The SAF Arts Journalism Grant seeks to provide support worth ₹1 lakh to an early- or mid-career journalist/reporter in an effort to develop a body of reportage around creative communities/ practices in the subcontinent. Situated as we are within an ecosystem that is more saturated with initiatives for critical and curatorial writing, this Grant hopes to address a seeming lacuna in opportunities for accessible arts journalism, to drive greater interest and public stakeholdership in the arts. The awardee will be chosen from a pool of candidates nominated by the Jury. The essays will be published online, with the hope to eventually publish them as a collated printed anthology after the first few editions are complete.

DURATION

9 months

INTAKE

1 participant

Jury

Shukla Sawant

Shukla Sawant is a visual artist and Professor of Visual Studies, School of Arts and Aesthetics, Jawaharlal Nehru University, New Delhi. She works with photography, installation, and printmaking. Her research interests include modern and contemporary Art , art in colonial India and historiography. She has been a Commonwealth Scholar at the University of London and studied at the Ecole Des Beaux Arts Paris. She is currently part of the research and editorial team of Primary Documents South Asia, for MOMA, New York.

Sharmila Vaidyanathan
Sharmila Vaidyanathan

Sharmila Vaidyanathan is a freelance writer based in Bangalore, India.
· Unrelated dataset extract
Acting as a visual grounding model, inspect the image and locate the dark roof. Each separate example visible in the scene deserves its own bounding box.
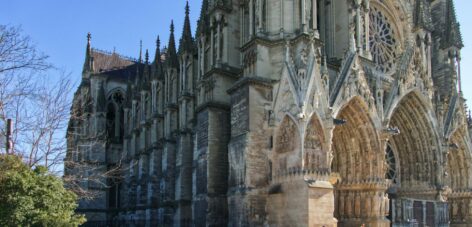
[91,48,137,73]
She explores food, agriculture and environmental conservation through her work, which has appeared in Nature inFocus, Mongabay India, Scroll, Goya, Whetstone South Asia and Hakai Magazine among others. She is also a member of the Oxford Climate Journalism Network and a recipient of the Earth Journalism Network’s Biodiversity Grant and the Rukhmabai Fellowship. She presented a paper on the culinary and cultural implications of asafoetida at the 2020 Oxford Symposium on Food & Cookery, later published in the proceedings.

Arpita Das
Arpita Das

Arpita Das is Founder-Publisher of the award-winning independent publishing house, Yoda Press. She is also Associate Professor of Practice, Writing, at Ashoka University and Editor, South Asia series at Melbourne University Publishing. She writes a regular column for the New York-based periodical, Publishing Perspectives.

Snigdha Poonam

Snigdha Poonam is the author of Dreamers: How Young Indians Are Changing The World. It won 2018’s Crossword Award for nonfiction in India and was longlisted in 2019 for the PEN America Literary Awards. For fifteen years now, her stories about a rapidly modernising India have highlighted critical shifts in the country’s politics, culture, and society. She divides her time between India and the United Kingdom.